The value \hat\gamma in (5) is claimed as the prior information on the parameter (line 271). Based on my understanding it plays a similar role as \lambda in [17]. Is there any particular reason to switch from L1 regularization in [17] to L1 constrained optimization here? Is that possible to provide an order for \hat\gamma? (Theorem 1 in [17], lambda can be chosen as \sqrt(log p/n), a standard order for high dimensional problem).
In all, personally, I feel like given [17], the novelty of this work seems a bit weak. The overall model is not changed that much, and the tools used for analysis also looks similar.

__ Correctness__: Seems so

__ Clarity__: The notation is a bit heavy. For example, the underline is used throughout the whole paper. Is that really necessary?

__ Relation to Prior Work__: Yes

__ Reproducibility__: Yes

__ Additional Feedback__:

__ Summary and Contributions__: The paper presents a structure and parameter learning framework (and algorithm) for graphical models with discrete domains. The work builds on and generalizes an existing framework called Interaction Screening for Ising Models [Vuffray et al. NeurIPS 2016]

__ Strengths__: One main difficulty with learning undirected graphical models, for the general case, is the identifiability issue (potentials can be parameterized in infinitely many ways) coupled with combinatorial structure identification. My understanding is that the theoretical elements presented in the paper aim to constrain this issue (correct?). For example, the parameterization and structures are heavily regularized. In addition, the aim is to learn the so-called canonical form as alluded in equation (21).

__ Weaknesses__: For the general case, this approach limits the expressibility and utility of the learned model under the canonical form.
Although the goal of this paper is to advance our theoretical understanding of learning for (undirected) graphical models (which is fine) my wish (or preference) would be to see some empirical results.

__ Correctness__: They appear correct to me.

__ Clarity__: Paper is well written, but very dense.

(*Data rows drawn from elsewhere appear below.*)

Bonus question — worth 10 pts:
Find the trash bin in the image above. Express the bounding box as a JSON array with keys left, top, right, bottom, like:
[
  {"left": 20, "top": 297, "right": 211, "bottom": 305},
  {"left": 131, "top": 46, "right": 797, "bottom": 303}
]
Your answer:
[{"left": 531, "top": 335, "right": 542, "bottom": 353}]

__ Relation to Prior Work__: Yes.

__ Reproducibility__: Yes

__ Additional Feedback__: In Algorithm 1, is L an input parameter? If so would it not be difficult to tune?
There are many constraints and parameters to identify to make the learning algorithm practical. Also, the parameters in the Theorems are not self contained.
----- update after authors' response -----
I have read through the authors' feedback and reviews. My review remains unchanged.